# Need something to draw...



## Splych (Mar 3, 2009)

So I have been wanting to draw something for a while. Nothing abstract, or complicated. Just simple things or maybe even characters from an anime. No real people though xD

Any requests? Would make my life easier if you did add an image, but not too complicated please. I am somewhat new to drawing and just started this year. So need some practice...

*EDIT: Nothing stupid, or inappropriate. Seriously~!*


----------



## Advi (Mar 3, 2009)

"Draw something furry" someone once told me.

You can probably tell what this means on the Internet.

rofl.


----------



## Splych (Mar 3, 2009)

Furry... You want me to draw you a Chewbacca?


----------



## Edragon (Mar 5, 2009)

Nah he wants Kuriboh


----------



## ball2012003 (Mar 5, 2009)

this maybe


----------



## Vincent T (Mar 5, 2009)

^ Cool.


----------



## Splych (Mar 5, 2009)

Awesome~! Finally two requests 
	

	
	
		
		

		
		
	


	




@Edragon ~ Kuriboh is soon to be made. I will work on that today.

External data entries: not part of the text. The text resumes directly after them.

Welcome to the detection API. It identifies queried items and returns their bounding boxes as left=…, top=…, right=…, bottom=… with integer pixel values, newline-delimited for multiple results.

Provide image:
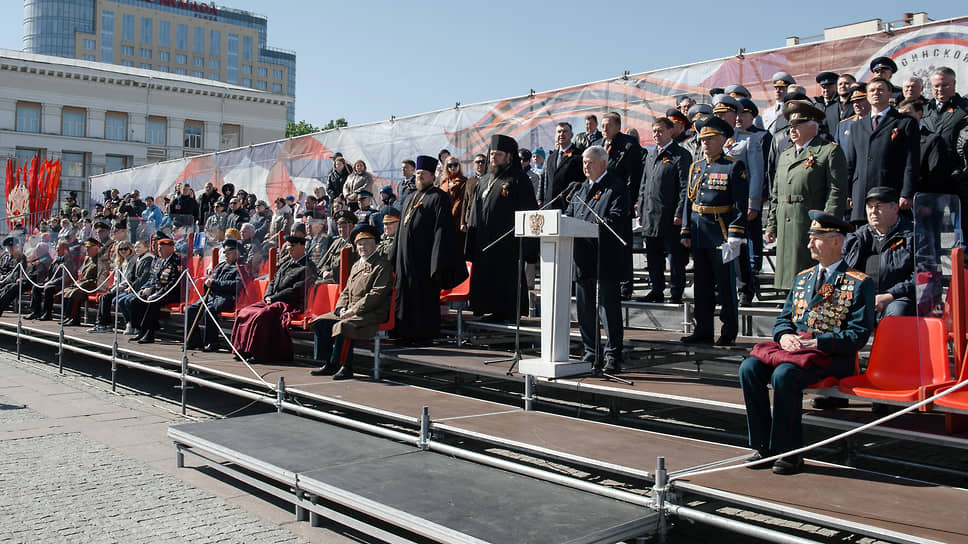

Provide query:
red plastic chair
left=373, top=289, right=396, bottom=381
left=837, top=316, right=951, bottom=404
left=439, top=261, right=472, bottom=345
left=289, top=283, right=341, bottom=330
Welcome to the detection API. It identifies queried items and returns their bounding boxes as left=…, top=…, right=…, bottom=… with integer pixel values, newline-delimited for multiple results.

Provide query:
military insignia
left=819, top=283, right=833, bottom=299
left=529, top=213, right=545, bottom=235
left=891, top=128, right=899, bottom=141
left=500, top=182, right=510, bottom=198
left=803, top=153, right=815, bottom=169
left=592, top=190, right=602, bottom=201
left=661, top=157, right=671, bottom=164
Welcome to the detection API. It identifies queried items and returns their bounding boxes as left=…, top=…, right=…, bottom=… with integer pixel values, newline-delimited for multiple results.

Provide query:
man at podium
left=564, top=146, right=629, bottom=373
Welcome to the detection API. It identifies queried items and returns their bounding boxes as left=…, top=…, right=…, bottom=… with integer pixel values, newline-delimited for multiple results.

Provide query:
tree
left=286, top=120, right=321, bottom=137
left=323, top=118, right=349, bottom=130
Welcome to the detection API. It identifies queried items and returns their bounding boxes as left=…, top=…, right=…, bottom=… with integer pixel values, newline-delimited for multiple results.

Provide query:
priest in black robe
left=464, top=134, right=539, bottom=322
left=390, top=155, right=468, bottom=343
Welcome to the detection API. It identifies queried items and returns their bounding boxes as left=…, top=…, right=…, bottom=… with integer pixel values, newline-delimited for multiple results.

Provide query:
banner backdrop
left=90, top=18, right=968, bottom=204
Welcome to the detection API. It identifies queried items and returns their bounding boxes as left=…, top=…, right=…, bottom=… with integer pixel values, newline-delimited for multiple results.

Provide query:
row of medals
left=798, top=281, right=853, bottom=334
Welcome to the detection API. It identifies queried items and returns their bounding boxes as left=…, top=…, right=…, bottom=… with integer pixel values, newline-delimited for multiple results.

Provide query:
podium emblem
left=529, top=213, right=545, bottom=235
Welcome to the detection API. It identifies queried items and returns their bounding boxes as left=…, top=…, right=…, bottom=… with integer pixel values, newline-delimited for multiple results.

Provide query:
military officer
left=725, top=84, right=764, bottom=129
left=763, top=72, right=796, bottom=134
left=128, top=237, right=182, bottom=344
left=311, top=224, right=393, bottom=380
left=683, top=104, right=714, bottom=160
left=869, top=56, right=904, bottom=104
left=767, top=101, right=848, bottom=291
left=680, top=115, right=747, bottom=346
left=814, top=71, right=841, bottom=135
left=186, top=239, right=247, bottom=351
left=737, top=98, right=773, bottom=276
left=715, top=94, right=761, bottom=306
left=62, top=238, right=101, bottom=326
left=739, top=211, right=874, bottom=475
left=317, top=210, right=359, bottom=283
left=377, top=206, right=399, bottom=262
left=834, top=83, right=870, bottom=155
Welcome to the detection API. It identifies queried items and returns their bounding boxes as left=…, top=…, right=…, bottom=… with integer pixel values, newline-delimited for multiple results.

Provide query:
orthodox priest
left=390, top=155, right=468, bottom=344
left=465, top=134, right=539, bottom=322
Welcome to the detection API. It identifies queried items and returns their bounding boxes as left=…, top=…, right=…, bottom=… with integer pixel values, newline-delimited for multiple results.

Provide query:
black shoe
left=38, top=312, right=52, bottom=321
left=137, top=331, right=155, bottom=344
left=590, top=364, right=604, bottom=377
left=201, top=343, right=219, bottom=352
left=811, top=396, right=849, bottom=410
left=310, top=363, right=339, bottom=376
left=603, top=358, right=622, bottom=373
left=738, top=293, right=753, bottom=307
left=637, top=292, right=664, bottom=303
left=185, top=342, right=204, bottom=350
left=745, top=449, right=773, bottom=469
left=332, top=366, right=354, bottom=380
left=772, top=455, right=804, bottom=475
left=62, top=317, right=81, bottom=327
left=580, top=352, right=596, bottom=363
left=669, top=296, right=683, bottom=304
left=715, top=336, right=736, bottom=346
left=680, top=334, right=714, bottom=345
left=25, top=313, right=39, bottom=320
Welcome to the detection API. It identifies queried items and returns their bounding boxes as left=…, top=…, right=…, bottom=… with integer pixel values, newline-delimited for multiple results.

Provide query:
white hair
left=582, top=145, right=608, bottom=162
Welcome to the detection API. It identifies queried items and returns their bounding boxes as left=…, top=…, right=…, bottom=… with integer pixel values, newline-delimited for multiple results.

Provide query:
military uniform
left=681, top=119, right=748, bottom=344
left=376, top=233, right=394, bottom=262
left=128, top=249, right=182, bottom=342
left=186, top=243, right=247, bottom=348
left=317, top=236, right=357, bottom=282
left=724, top=130, right=762, bottom=303
left=62, top=254, right=98, bottom=324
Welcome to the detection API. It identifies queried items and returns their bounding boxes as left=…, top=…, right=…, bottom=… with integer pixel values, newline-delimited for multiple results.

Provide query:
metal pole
left=373, top=336, right=381, bottom=381
left=180, top=272, right=189, bottom=415
left=669, top=505, right=823, bottom=544
left=111, top=280, right=120, bottom=392
left=16, top=264, right=23, bottom=360
left=523, top=374, right=534, bottom=411
left=419, top=406, right=430, bottom=450
left=58, top=267, right=65, bottom=374
left=653, top=457, right=668, bottom=540
left=276, top=377, right=285, bottom=413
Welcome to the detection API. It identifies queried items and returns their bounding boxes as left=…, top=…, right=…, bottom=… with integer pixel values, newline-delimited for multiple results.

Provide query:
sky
left=2, top=1, right=964, bottom=128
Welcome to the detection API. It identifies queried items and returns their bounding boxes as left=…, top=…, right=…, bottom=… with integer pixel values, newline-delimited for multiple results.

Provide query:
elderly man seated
left=843, top=187, right=914, bottom=319
left=739, top=211, right=874, bottom=475
left=186, top=239, right=247, bottom=352
left=311, top=225, right=392, bottom=380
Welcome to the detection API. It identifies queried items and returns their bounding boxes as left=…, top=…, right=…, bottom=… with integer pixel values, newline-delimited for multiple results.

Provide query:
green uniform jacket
left=767, top=140, right=847, bottom=290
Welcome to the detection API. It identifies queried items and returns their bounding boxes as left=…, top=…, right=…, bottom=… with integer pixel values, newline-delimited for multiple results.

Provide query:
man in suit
left=762, top=72, right=796, bottom=134
left=601, top=111, right=643, bottom=299
left=923, top=66, right=968, bottom=162
left=637, top=117, right=691, bottom=303
left=847, top=77, right=920, bottom=223
left=27, top=241, right=73, bottom=321
left=61, top=238, right=101, bottom=326
left=311, top=224, right=393, bottom=380
left=898, top=98, right=957, bottom=195
left=128, top=237, right=182, bottom=344
left=573, top=114, right=603, bottom=149
left=680, top=115, right=747, bottom=346
left=0, top=240, right=45, bottom=318
left=739, top=211, right=874, bottom=475
left=566, top=145, right=627, bottom=373
left=814, top=72, right=841, bottom=135
left=542, top=122, right=586, bottom=209
left=186, top=239, right=247, bottom=351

@ball ~ Chyea~! Kingdom Hearts. It doesn't look too complicated, but it will be fun to draw. I think I might just draw Sora and Kiru. Then draw the people in the background later, or add them. I think I am going to print it out, so I can bring it with me everywhere. I will post it here once I have finished drawing it ^^


----------